The law director said he doesn't believe there's a conflict.
By AMANDA C. DAVIS
VINDICATOR TRUMBULL STAFF
WARREN -- Two city councilmen are calling for the city law department to step aside in its handling of the lawsuit filed by Avalon South Management.
Instead, Doc Pugh, D-6th, and Bob Holmes, D-4th, are asking that an independent law firm be hired to assure there would be no conflict of interest.
In a letter to their colleagues, the two say they plan to bring legislation forward so council can decide whether to hire an attorney.
If the city at any time wishes to settle with Avalon South, run by Tony Joy Jr., Pugh and Holmes said, they want council to first approve the terms.
They also plan to draft legislation saying the city will have no future dealings with Avalon South, such as an amended lease agreement or new contract, unless ordered to do so in court.

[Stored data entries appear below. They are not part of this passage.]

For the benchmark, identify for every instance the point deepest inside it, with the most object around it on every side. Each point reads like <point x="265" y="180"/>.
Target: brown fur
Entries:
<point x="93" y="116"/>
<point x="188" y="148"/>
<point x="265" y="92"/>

Here's the situation: Joy filed a lawsuit last week in Trumbull County Common Pleas Court, saying the city breached his lease agreement when they recently evicted him. He's also asking for an injunction to block the eviction.
As of this week, Joy was still performing his duties at Avalon South even though the city evicted him because of financial problems.
Documents show Joy had missed a few rent payments and was in arrears on county property tax.
Holmes said the city should not have its hand in Avalon South litigation because officials overlooked Joy's nonpayment of taxes and rent, and therefore did not enforce his lease agreement.
He also thinks there's a conflict of interest because some city officials have held fund-raising events at Avalon South and others play there regularly.
"You've got to get the politics out of this," he said Tuesday.
He added that he can justify spending money to hire outside counsel and pointed out the city is spending $15,000 to $25,000 to negotiate with city patrol officers.
Another reason there seems to be a conflict of interest, Pugh said, is that Joy has contended Hicks owes him $2,000 from a political fund-raiser at Avalon South a few years ago.
Hiring outside counsel is important, Pugh said, because it will tell citizens the city is serious about resolving the situation "above board."
Hicks said he doesn't think there's a conflict but that any litigation the city wants to take off his hands is OK, adding "This office is extremely busy."
He added he doesn't know where the city will get the money to pay for the outside help.
Other opinions: Councilman John Homlitas, D-3rd, said hiring an independent attorney makes sense because Hicks was involved in drafting Joy's 1993 lease extension and could be a potential witness.
He added he would like council to have a say in a potential settlement.
Councilman Brendan Keating, D-5th, said, "I think the concerns of my fellow councilmen may have some merit."
Councilman Alford Novak, D-2nd, said he wants to know how the city will pay for it.
Pugh and Holmes need to take a few steps back and allow the litigation process to take its course, Novak said.